Git Product home page Git Product logo

daso's Introduction

DASO: Distribution-Aware Semantics-Oriented Pseudo-label for Imbalanced Semi-Supervised Learning.

This repo provides the official pytorch implementation of our paper:

DASO: Distribution-Aware Semantics-Oriented Pseudo-label for Imbalanced Semi-Supervised Learning Youngtaek Oh, Dong-Jin Kim, and In So Kweon CVPR 2022

The final draft will be updated soon.

This includes the experiments on CIFAR-10, CIFAR-100, and STL-10 datasets with varying number of data-points and imbalance ratio in semi-supervised learning.

Abstract

The capability of the traditional semi-supervised learning (SSL) methods is far from real-world application due to severely biased pseudo-labels caused by (1) class imbalance and (2) class distribution mismatch between labeled and unlabeled data.

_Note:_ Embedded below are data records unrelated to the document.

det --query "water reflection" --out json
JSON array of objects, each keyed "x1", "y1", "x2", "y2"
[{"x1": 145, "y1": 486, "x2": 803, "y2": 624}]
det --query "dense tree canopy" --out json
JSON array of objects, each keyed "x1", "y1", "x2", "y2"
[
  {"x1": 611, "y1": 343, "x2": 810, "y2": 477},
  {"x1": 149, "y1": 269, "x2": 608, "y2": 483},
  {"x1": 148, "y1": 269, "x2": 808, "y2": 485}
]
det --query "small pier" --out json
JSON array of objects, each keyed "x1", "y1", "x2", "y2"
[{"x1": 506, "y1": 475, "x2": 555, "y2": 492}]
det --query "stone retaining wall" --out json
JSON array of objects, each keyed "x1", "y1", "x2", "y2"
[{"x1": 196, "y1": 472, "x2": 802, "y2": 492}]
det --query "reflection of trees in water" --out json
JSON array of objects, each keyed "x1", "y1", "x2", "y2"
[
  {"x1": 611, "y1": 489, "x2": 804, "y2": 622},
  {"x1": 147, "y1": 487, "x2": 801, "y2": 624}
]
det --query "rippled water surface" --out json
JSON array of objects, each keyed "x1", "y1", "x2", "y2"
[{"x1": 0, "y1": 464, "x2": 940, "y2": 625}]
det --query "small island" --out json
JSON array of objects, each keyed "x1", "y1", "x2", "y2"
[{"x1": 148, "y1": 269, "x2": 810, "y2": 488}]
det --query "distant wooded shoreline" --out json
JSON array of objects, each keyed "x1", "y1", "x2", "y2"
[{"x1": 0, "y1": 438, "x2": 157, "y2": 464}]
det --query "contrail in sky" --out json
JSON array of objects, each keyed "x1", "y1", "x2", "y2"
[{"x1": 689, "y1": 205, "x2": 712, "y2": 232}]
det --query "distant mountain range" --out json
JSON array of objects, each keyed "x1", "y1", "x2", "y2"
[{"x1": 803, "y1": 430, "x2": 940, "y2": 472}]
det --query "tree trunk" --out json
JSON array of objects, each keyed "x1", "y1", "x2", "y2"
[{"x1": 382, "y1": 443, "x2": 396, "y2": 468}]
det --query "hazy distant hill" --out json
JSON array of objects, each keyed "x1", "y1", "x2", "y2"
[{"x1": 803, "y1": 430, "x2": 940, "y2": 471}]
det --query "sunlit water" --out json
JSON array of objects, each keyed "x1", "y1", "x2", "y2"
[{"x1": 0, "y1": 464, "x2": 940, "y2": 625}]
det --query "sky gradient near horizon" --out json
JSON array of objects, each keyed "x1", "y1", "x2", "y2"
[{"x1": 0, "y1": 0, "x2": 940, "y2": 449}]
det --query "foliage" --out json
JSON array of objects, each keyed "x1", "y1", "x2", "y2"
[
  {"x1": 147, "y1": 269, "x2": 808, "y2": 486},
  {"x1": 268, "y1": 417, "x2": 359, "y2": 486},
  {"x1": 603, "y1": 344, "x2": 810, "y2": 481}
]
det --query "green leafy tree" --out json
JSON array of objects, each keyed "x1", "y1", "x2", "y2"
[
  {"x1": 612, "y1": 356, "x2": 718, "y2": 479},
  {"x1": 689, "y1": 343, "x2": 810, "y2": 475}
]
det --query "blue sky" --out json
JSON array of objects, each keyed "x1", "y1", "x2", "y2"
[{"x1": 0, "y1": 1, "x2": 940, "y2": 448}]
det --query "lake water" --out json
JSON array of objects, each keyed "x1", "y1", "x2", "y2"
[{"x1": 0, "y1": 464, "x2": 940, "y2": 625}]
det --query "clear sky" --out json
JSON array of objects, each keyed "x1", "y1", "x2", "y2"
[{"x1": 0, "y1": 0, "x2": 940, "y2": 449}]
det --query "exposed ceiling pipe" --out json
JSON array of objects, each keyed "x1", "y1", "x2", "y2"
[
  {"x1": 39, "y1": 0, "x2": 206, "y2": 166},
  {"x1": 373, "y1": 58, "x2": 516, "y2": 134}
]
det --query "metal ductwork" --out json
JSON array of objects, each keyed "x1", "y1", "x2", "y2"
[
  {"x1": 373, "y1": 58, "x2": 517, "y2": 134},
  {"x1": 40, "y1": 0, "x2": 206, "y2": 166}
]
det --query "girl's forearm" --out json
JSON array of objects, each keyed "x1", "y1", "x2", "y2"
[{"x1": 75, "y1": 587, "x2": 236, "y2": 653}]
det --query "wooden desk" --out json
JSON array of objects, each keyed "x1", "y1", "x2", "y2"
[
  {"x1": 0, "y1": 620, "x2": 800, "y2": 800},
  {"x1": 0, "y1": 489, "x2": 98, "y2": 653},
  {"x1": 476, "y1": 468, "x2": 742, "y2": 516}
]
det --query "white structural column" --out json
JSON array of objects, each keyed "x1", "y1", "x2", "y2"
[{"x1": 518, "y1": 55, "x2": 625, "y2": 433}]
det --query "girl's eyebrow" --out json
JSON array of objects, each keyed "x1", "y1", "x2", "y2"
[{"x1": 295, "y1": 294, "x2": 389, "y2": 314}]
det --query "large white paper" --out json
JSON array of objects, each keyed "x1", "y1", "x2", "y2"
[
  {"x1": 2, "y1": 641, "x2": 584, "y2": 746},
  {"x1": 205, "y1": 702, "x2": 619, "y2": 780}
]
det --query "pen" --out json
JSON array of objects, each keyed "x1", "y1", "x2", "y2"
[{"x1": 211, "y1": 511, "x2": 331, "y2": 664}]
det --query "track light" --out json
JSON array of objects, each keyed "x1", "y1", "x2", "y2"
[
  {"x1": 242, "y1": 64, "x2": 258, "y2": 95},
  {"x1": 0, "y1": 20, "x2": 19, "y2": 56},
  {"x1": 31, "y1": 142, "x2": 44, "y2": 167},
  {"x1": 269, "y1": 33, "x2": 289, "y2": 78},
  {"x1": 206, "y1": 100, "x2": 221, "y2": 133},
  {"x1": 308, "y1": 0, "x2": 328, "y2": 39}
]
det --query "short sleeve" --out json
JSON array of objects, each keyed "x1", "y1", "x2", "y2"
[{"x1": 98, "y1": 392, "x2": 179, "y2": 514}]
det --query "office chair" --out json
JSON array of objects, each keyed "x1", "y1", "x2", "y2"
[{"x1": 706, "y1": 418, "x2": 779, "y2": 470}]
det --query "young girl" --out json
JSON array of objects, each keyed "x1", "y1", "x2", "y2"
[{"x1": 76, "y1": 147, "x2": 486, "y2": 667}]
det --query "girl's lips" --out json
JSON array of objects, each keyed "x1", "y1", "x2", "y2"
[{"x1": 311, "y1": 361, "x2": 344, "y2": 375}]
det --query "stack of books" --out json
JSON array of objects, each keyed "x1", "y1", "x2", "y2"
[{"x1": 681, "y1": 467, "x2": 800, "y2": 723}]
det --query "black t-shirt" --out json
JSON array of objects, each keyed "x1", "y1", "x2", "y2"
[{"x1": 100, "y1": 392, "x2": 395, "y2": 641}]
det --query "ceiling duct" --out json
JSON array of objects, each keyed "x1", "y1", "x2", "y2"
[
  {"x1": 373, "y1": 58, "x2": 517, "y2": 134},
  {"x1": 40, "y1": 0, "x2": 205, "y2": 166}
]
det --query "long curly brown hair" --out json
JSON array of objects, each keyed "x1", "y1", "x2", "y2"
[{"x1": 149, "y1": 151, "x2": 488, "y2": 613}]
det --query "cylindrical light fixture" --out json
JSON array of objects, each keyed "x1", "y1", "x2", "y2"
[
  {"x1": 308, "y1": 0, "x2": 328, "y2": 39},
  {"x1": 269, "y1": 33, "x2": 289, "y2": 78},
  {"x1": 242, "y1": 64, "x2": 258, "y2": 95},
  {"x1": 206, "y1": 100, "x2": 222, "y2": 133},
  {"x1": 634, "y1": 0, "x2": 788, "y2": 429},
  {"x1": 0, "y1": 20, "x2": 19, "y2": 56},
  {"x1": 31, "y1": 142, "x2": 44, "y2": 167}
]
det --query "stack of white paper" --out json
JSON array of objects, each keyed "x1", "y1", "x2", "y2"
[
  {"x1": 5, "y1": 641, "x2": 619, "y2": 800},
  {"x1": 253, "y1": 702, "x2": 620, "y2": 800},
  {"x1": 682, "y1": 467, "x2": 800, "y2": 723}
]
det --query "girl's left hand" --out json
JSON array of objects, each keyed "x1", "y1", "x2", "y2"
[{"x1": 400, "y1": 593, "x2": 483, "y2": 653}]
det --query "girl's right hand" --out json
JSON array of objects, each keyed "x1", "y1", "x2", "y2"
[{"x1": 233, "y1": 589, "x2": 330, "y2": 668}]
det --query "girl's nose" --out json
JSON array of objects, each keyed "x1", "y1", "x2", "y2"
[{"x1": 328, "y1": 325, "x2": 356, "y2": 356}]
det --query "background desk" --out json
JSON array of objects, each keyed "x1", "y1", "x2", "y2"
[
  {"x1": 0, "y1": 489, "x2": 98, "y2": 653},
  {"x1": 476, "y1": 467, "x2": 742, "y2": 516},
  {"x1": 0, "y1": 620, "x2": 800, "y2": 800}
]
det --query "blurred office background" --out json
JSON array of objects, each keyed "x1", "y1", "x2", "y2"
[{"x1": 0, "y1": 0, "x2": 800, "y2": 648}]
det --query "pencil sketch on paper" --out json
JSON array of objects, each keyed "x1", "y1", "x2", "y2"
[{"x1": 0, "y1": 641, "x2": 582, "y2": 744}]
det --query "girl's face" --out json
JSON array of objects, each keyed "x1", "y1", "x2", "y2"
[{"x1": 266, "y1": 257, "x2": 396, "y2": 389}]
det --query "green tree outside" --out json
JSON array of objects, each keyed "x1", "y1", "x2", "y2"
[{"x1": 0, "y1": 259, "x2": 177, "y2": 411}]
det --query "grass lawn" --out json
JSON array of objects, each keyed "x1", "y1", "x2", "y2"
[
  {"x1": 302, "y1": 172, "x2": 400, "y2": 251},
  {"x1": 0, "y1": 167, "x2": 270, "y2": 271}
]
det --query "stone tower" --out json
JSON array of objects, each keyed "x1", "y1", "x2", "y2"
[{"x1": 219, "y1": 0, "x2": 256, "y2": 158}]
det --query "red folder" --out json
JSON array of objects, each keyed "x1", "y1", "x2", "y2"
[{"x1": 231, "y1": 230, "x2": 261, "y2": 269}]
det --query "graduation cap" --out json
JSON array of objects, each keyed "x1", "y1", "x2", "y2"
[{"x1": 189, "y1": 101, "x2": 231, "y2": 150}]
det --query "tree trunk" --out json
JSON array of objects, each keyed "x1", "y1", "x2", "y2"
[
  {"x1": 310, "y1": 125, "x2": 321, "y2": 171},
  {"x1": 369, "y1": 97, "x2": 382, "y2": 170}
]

This paper addresses such a relatively under-explored problem. First, we propose a general pseudo-labeling framework that class-adaptively blends the semantic pseudo-label from a similarity-based classifier to the linear one from the linear classifier, after making the observation that both types of pseudo-labels have complementary properties in terms of bias. We further introduce a novel semantic alignment loss to establish balanced feature representation to reduce the biased predictions from the classifier. We term the whole framework as Distribution-Aware Semantics-Oriented (DASO) Pseudo-label.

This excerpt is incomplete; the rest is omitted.